Neoplastic Transformation by Notch Requires Nuclear Localization

Shawn Jeffries and Anthony J. Capobianco*

Department of Molecular Genetics, Biochemistry and Microbiology, University of Cincinnati College of Medicine, Cincinnati, Ohio 45267-0524

Received 28 December 1999/Returned for modification 28 February 2000/Accepted 8 March 2000

Notch proteins are plasma membrane-spanning receptors that mediate important cell fate decisions such as differentiation, proliferation, and apoptosis. The mechanism of Notch signaling remains poorly understood. However, it is clear that the Notch signaling pathway mediates its effects through intercellular contact between neighboring cells. The prevailing model for Notch signaling suggests that ligand, presented on a neighboring cell, triggers proteolytic processing of Notch. Following proteolysis, it is thought that the intracellular portion of Notch (Nic) translocates to the nucleus, where it is involved in regulating gene expression.

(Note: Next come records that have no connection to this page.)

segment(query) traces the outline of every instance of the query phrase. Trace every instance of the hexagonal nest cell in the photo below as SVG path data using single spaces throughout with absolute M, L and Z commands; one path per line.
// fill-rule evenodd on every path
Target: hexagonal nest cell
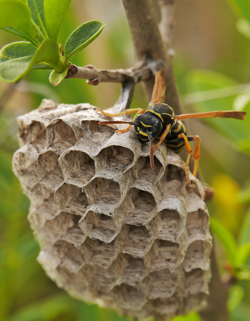
M 38 260 L 73 296 L 138 320 L 198 308 L 212 247 L 201 184 L 190 173 L 187 186 L 185 163 L 164 143 L 152 170 L 148 144 L 133 128 L 98 125 L 105 119 L 88 104 L 47 100 L 18 119 L 13 169 Z

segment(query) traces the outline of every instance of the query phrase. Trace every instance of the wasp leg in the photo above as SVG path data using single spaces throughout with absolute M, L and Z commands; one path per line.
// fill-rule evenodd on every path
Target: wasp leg
M 144 109 L 142 109 L 141 108 L 137 108 L 137 109 L 128 109 L 128 110 L 134 110 L 134 111 L 132 112 L 134 112 L 135 111 L 137 110 L 138 111 L 138 112 L 137 113 L 136 115 L 135 115 L 135 116 L 133 119 L 133 120 L 132 120 L 132 122 L 134 122 L 135 121 L 135 119 L 136 118 L 136 117 L 137 117 L 138 115 L 139 115 L 139 114 L 143 114 L 145 112 L 145 110 Z M 128 111 L 126 110 L 126 111 Z M 120 114 L 121 115 L 121 114 L 124 114 L 124 113 L 125 113 L 123 112 L 122 113 L 120 113 Z M 130 112 L 129 113 L 132 114 L 132 113 Z M 125 133 L 125 132 L 127 132 L 128 130 L 129 130 L 131 127 L 131 126 L 133 126 L 132 125 L 129 125 L 127 127 L 127 128 L 125 128 L 125 129 L 118 129 L 118 130 L 116 130 L 115 132 L 117 134 L 119 134 L 120 133 Z
M 192 140 L 197 141 L 197 143 L 196 144 L 196 147 L 195 150 L 195 152 L 194 153 L 194 158 L 195 160 L 195 165 L 194 166 L 194 170 L 193 172 L 193 175 L 196 177 L 196 175 L 197 174 L 197 170 L 198 169 L 199 160 L 200 159 L 200 148 L 201 146 L 201 139 L 199 136 L 194 136 L 192 138 Z
M 166 129 L 162 133 L 161 136 L 160 138 L 160 141 L 156 144 L 156 145 L 155 145 L 154 147 L 154 154 L 155 152 L 155 151 L 156 150 L 157 148 L 159 147 L 159 146 L 161 145 L 162 142 L 166 138 L 166 136 L 168 134 L 168 132 L 169 131 L 171 127 L 171 125 L 170 125 L 170 124 L 169 125 L 167 125 L 167 127 L 166 127 Z
M 137 113 L 140 110 L 145 111 L 144 109 L 142 108 L 134 108 L 131 109 L 127 109 L 124 111 L 122 111 L 121 113 L 119 113 L 118 114 L 109 114 L 109 113 L 105 113 L 105 111 L 102 110 L 101 109 L 97 109 L 96 111 L 100 112 L 103 115 L 105 116 L 108 116 L 109 117 L 115 117 L 116 116 L 120 116 L 120 115 L 123 115 L 124 114 L 126 114 L 127 115 L 130 115 L 130 114 L 133 114 L 133 113 Z
M 187 148 L 187 150 L 188 151 L 188 157 L 187 158 L 187 160 L 186 160 L 186 169 L 185 171 L 186 173 L 186 177 L 187 178 L 187 179 L 188 180 L 187 185 L 190 185 L 191 182 L 189 177 L 189 167 L 188 166 L 188 165 L 189 164 L 189 161 L 190 160 L 190 157 L 192 155 L 193 151 L 192 151 L 192 148 L 191 148 L 191 146 L 190 146 L 190 144 L 188 142 L 188 138 L 186 135 L 183 134 L 180 134 L 179 135 L 178 135 L 177 137 L 178 138 L 183 138 L 184 139 L 184 141 L 185 142 L 185 145 L 186 146 L 186 148 Z

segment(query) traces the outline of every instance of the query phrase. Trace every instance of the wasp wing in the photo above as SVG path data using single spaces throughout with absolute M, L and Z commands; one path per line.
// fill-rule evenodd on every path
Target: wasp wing
M 245 111 L 235 110 L 221 110 L 219 111 L 208 111 L 204 113 L 194 113 L 176 115 L 175 118 L 178 120 L 187 119 L 188 118 L 236 118 L 244 119 L 246 113 Z
M 161 69 L 155 74 L 154 85 L 152 94 L 150 104 L 160 102 L 165 96 L 166 90 L 166 78 L 164 72 Z

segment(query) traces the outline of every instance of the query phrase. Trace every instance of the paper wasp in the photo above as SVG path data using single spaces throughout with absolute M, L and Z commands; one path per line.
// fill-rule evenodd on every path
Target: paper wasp
M 141 108 L 128 109 L 119 114 L 113 115 L 98 110 L 98 111 L 109 117 L 137 113 L 132 121 L 111 121 L 100 122 L 99 124 L 101 125 L 129 124 L 125 129 L 116 131 L 115 132 L 117 133 L 126 132 L 133 125 L 140 141 L 143 143 L 150 142 L 149 156 L 151 167 L 153 169 L 154 168 L 154 154 L 162 142 L 164 141 L 167 147 L 177 153 L 180 152 L 186 145 L 188 153 L 186 162 L 186 173 L 187 184 L 189 185 L 190 181 L 188 165 L 192 151 L 189 142 L 193 140 L 197 141 L 193 156 L 195 161 L 193 174 L 196 177 L 200 158 L 201 140 L 198 136 L 187 136 L 186 128 L 181 121 L 189 118 L 230 118 L 244 119 L 246 113 L 244 111 L 223 110 L 175 115 L 172 108 L 166 104 L 160 103 L 164 96 L 165 88 L 163 71 L 159 70 L 155 75 L 151 101 L 146 110 Z M 160 138 L 160 140 L 154 146 L 153 141 L 158 137 Z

There is considerable debate concerning where in the cell Notch functions and what proteins serve as effectors of the Notch signal. Several Notch genes have clearly been shown to be proto-oncogenes in mammalian cells. Activation of Notch proto-oncogenes has been associated with tumorigenesis in several human and other mammalian cancers. Transforming alleles of Notch direct the expression of truncated proteins that primarily consist of Nic and are not tethered to the plasma membrane. However, the mechanism by which Notch oncoproteins (generically termed here as Nic) induce neoplastic transformation is not known. Previously we demonstrated that N1ic and N2ic could transform E1A immortalized baby rat kidney cells (RKE) in vitro. We now report direct evidence that N1ic must accumulate in the nucleus to induce transformation of RKE cells. In addition, we define the minimal domain of N1ic required to induce transformation and present evidence that transformation of RKE cells by N1ic is likely to be through a CBF1-independent pathway.

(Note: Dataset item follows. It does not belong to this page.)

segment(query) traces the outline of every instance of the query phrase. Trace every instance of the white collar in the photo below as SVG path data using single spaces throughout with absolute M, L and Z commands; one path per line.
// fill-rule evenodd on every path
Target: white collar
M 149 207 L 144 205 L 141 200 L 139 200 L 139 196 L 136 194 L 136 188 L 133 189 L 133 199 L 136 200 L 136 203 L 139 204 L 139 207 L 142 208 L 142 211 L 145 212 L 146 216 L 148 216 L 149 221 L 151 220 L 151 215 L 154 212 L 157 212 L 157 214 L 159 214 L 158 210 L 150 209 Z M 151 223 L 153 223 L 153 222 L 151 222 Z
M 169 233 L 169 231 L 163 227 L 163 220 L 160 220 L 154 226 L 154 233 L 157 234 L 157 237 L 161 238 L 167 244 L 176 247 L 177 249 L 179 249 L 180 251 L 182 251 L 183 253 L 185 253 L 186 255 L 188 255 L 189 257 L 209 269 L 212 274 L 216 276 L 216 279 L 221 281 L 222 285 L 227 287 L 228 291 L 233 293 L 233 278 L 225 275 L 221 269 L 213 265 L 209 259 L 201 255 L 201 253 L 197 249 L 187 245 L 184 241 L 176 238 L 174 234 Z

* Corresponding author. Mailing address: Department of Molecular Genetics, Biochemistry and Microbiology, University of Cincinnati College of Medicine, Cincinnati, OH 45267-0524. Phone: (513) 558-3664. Fax: (513) 558-8474. E-mail: tony.capobianco{at}uc.edu.


Molecular and Cellular Biology, June 2000, p. 3928-3941, Vol. 20, No. 11
0270-7306/00/$04.00+0
Copyright © 2000, American Society for Microbiology. All rights reserved.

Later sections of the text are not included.